John Grant, director of Packinghouse, Manufacturing and Food Processing Division for Local 770, told WV that workers at the UFCW-organized Farmer John meatpacking plant in Vernon, the industrial city in L.A. County where Overhill Farms is located, have also received “no match” letters. A group of workers from Overhill Farms, American Apparel and Farmer John distributed an “Open Letter” at rallies on July 29 and August 1 in downtown L.A. that said: “This is certainly not the change we voted for, and not the immigration reform promised by President Barack Obama.” In fact, it was.
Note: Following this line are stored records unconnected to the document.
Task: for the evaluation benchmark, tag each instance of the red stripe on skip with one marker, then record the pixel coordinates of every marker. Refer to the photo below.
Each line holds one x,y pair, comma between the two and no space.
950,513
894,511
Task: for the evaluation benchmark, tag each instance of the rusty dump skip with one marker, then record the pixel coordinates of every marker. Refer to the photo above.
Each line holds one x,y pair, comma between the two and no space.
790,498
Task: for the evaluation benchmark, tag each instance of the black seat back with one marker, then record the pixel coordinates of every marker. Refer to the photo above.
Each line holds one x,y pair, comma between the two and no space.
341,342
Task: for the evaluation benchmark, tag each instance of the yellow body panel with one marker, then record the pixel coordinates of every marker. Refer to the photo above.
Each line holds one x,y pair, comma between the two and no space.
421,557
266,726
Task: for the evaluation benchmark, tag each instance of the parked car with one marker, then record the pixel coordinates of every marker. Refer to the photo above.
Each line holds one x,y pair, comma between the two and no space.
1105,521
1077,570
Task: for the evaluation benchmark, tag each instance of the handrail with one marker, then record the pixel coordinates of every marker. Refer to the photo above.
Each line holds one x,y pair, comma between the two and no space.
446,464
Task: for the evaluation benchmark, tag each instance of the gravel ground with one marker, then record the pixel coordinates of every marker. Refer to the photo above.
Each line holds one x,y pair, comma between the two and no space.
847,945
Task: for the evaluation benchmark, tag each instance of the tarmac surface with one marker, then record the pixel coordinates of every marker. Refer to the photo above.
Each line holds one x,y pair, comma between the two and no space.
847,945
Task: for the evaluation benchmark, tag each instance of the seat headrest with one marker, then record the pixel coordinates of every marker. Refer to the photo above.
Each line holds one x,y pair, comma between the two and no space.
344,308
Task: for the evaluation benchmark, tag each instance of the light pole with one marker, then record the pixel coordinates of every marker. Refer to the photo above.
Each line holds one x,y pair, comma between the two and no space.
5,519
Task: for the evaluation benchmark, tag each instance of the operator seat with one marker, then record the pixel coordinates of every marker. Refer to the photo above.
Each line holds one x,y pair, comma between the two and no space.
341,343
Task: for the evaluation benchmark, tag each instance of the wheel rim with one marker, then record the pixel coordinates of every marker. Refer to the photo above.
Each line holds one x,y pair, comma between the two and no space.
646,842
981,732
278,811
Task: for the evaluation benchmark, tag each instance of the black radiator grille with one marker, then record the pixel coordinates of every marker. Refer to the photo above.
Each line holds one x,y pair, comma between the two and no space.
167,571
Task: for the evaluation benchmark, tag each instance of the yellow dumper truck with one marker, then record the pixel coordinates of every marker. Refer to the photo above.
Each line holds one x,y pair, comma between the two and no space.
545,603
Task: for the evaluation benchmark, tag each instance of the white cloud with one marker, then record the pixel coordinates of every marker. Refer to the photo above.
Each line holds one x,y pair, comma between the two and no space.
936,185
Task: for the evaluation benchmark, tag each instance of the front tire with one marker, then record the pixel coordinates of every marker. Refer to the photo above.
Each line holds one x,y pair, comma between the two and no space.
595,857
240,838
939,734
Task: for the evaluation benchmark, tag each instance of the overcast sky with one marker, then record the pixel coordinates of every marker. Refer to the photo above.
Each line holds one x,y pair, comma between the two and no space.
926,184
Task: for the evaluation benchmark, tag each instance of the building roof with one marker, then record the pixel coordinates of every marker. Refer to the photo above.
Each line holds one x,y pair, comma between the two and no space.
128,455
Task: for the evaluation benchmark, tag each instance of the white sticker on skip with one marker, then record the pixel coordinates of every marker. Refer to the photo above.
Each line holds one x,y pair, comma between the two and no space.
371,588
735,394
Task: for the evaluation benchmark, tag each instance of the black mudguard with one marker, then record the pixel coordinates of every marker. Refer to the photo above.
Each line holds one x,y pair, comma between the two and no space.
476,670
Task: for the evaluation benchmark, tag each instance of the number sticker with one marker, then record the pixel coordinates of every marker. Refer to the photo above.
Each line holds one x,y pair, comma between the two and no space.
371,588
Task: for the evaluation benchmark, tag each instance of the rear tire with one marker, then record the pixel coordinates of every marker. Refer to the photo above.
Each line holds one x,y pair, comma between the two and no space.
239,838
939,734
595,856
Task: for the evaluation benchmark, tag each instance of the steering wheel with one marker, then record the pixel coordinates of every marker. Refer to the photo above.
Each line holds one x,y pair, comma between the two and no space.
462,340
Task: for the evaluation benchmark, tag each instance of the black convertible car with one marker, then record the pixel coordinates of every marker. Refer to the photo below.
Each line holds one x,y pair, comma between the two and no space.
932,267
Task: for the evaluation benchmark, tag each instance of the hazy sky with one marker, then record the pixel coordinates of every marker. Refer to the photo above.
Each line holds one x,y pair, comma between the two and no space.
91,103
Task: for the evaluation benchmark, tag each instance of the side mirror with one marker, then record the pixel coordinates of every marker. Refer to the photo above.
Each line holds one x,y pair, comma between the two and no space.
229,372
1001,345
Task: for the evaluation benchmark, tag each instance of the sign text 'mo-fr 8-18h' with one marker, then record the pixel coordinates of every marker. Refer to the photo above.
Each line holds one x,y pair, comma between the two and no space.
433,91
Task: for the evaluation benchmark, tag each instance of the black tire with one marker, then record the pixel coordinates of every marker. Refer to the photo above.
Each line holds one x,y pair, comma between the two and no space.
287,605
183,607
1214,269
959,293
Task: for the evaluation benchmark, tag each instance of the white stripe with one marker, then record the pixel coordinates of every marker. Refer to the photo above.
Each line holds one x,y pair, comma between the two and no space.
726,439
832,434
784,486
During his campaign, Obama pledged to “remove incentives to enter the country illegally by cracking down on employers who hire undocumented immigrants”—i.e., the desktop raids.
Advancing the class struggle in this country goes hand in hand with the fight to break workers and minorities from illusions in Obama and the Democratic Party and to forge a multiracial revolutionary workers party. Only through a socialist revolution that smashes the capitalist state and erects in its place a workers state based on the expropriation of industry and the banks can there be an end to the destructive boom-bust cycle of capitalism and all manner of racial, sexual and national discrimination. This ABC of Marxism is rejected by the various phony socialists who join the labor bureaucrats in fostering illusions in the Democratic Party.
Among the organizations that sponsored the rallies is the liberal Southern California Immigration Coalition (SCIC), which includes the reformist International Socialist Organization (ISO) and Freedom Socialist Party. In March, SCIC held a demonstration in L.A. under the slogans “Ayer Votamos y Hoy Marchamos [Yesterday We Voted and Today We March]! Full legalization NOW! Stop the I.C.E. Raids! YES WE CAN!” The self-proclaimed socialists of the ISO are past masters of the political shell game that is a pillar of capitalist rule in America—the notion that the Democratic Party is the “friend” of labor, blacks and immigrants. In a 25 August article posted on socialistworker.org, the ISO hails Obama’s campaign promises “to end the scapegoating of immigrants” and concludes by advising the imperialist Commander-in-Chief: “The idea of accepting concessions—in this case, more arrests, detentions and deportations for immigrant workers—before Congress even considers a carrot to match the stick gives away far too [sic] ground.”
The agenda of the reformist ISO is to prettify the ugly face of U.S. imperialist capitalism. We understand that there cannot be a just immigration policy under capitalism, an inherently unjust system rooted in the exploitation of the many by the few. As we explained in the International Communist League Declaration of Principles (Spartacist [English-language edition] No. 54, Spring 1998):
“Modern capitalism, i.e., imperialism, reaching into all areas of the planet, in the course of the class struggle and as economic need demands, brings into the proletariat at its bottom new sources of cheaper labor, principally immigrants from poorer and less-developed regions of the world—workers with few rights who are deemed more disposable in times of economic contraction. Thus capitalism in ongoing fashion creates different strata among the workers, while simultaneously amalgamating the workers of many different lands. Everywhere, the capitalists, abetted by aristocracy-of-labor opportunists, try to poison class consciousness and solidarity among the workers by fomenting religious, national and ethnic divisions. The struggle for the unity and integrity of the working class against chauvinism and racism is thus a vital task for the proletarian vanguard.”
Our program is for a series of workers revolutions that would lay the basis for an international planned, socialist economy. This is the only road to eliminating poverty, the main driving force for mass migrations throughout the world, and providing a life of abundance for all.